Advantages and disadvantages of a Building Notice application


With this type of application you are only required to submit an application form, a location plan (if an extension is involved) and the appropriate fee.

The services of a designer are not essential but certain details may be requested at a later stage.

Once the application has been submitted you need only wait 48 hours before starting the work, avoiding any time delays inherent in the Full Plans Application.


As no plan is needed you will obviously never receive the protection and reassurance that an approved notice would give you.

The whole process of making sure your work complies with the Building Regulations is carried out at the site inspection stage. This has one major disadvantage: if a problem is found it will usually be after work has been carried out and therefore involve a degree of remedial work.

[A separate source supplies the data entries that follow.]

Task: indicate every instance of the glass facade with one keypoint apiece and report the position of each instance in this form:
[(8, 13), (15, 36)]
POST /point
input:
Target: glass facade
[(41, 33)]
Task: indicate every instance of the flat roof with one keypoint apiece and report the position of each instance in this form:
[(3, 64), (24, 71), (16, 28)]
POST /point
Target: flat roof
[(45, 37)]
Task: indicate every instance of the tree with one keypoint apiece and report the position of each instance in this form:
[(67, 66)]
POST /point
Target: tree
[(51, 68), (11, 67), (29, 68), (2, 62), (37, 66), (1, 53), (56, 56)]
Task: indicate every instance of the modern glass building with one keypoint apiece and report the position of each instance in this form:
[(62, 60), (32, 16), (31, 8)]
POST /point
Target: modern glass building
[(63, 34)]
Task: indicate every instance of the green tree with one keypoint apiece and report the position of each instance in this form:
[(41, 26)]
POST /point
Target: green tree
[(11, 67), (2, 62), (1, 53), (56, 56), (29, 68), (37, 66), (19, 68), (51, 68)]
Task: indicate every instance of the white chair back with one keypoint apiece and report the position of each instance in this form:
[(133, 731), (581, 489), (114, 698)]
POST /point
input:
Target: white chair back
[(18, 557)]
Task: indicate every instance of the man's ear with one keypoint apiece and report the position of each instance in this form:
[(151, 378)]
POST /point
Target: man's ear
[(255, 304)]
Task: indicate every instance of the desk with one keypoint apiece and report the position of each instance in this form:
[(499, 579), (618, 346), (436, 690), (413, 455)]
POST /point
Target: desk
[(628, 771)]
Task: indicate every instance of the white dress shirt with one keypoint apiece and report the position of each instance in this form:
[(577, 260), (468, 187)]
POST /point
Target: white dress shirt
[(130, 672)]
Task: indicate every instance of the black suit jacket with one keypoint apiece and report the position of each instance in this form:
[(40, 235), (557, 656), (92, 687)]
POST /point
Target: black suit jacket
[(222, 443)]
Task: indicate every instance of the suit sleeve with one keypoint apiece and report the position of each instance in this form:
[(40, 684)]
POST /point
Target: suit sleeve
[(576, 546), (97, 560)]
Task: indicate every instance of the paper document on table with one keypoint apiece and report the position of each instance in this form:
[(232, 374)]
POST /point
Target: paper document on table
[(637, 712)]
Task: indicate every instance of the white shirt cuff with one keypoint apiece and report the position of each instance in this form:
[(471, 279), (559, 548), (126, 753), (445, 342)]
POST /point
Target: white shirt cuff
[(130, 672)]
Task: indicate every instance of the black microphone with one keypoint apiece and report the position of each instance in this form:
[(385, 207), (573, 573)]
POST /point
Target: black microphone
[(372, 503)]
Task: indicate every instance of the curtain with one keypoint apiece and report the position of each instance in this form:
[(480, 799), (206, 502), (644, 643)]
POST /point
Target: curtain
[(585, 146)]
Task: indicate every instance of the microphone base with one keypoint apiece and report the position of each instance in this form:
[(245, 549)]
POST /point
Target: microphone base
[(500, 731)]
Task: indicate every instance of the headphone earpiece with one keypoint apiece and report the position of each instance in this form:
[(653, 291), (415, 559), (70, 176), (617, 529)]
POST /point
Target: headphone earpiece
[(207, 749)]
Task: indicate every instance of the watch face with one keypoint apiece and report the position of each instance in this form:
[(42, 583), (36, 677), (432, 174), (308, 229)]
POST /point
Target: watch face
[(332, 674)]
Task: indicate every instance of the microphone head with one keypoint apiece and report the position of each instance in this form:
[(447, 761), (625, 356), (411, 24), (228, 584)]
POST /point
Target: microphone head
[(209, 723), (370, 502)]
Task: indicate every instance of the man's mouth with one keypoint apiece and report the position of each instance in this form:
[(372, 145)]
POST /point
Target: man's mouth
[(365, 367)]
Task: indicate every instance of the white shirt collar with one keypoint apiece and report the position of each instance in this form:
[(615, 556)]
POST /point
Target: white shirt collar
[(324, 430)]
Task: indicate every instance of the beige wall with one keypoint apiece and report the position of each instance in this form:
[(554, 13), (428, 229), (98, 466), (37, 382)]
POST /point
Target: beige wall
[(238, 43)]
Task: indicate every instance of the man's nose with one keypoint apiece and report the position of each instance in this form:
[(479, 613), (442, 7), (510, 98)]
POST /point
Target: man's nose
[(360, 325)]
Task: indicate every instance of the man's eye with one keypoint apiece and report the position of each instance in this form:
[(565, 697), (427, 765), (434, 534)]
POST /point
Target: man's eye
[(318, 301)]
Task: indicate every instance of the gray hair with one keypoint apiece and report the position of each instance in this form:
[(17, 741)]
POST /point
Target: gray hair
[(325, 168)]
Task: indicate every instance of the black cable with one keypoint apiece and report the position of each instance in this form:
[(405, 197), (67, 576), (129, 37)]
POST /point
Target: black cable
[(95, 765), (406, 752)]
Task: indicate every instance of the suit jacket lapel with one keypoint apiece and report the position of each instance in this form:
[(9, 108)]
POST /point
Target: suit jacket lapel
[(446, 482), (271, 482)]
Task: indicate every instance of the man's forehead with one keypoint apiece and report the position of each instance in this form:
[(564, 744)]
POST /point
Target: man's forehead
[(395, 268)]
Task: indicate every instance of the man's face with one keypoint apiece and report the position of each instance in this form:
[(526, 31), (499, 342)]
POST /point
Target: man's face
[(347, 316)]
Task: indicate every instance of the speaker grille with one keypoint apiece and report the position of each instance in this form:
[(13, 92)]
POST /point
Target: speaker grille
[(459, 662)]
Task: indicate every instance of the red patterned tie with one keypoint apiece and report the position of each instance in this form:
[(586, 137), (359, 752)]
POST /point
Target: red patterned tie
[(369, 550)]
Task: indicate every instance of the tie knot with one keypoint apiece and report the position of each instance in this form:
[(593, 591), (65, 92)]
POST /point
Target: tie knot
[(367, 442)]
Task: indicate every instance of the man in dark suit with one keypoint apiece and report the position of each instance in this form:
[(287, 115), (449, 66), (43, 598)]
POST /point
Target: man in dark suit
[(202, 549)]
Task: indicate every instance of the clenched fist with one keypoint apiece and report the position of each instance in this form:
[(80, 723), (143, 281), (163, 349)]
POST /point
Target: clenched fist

With the Building Notice application you are effectively taking the whole risk of making sure the work complies with the Building Regulations on your own shoulders.

You need to be very sure that you or your builder is familiar with all the relevant regulations and you will need to prove that the works comply when the Building Control Officer visits the site.

Whilst perhaps not strictly a Building Control issue, the existence of a plan can form the basis of a contractual agreement between you and your builder and hopefully avoid any fundamental disputes at a later date.

When submitting the Building Notice the total fee for the work has to be paid when the application is submitted.

There can be a high risk factor with this type of application and it would be perhaps more suitable for simpler projects.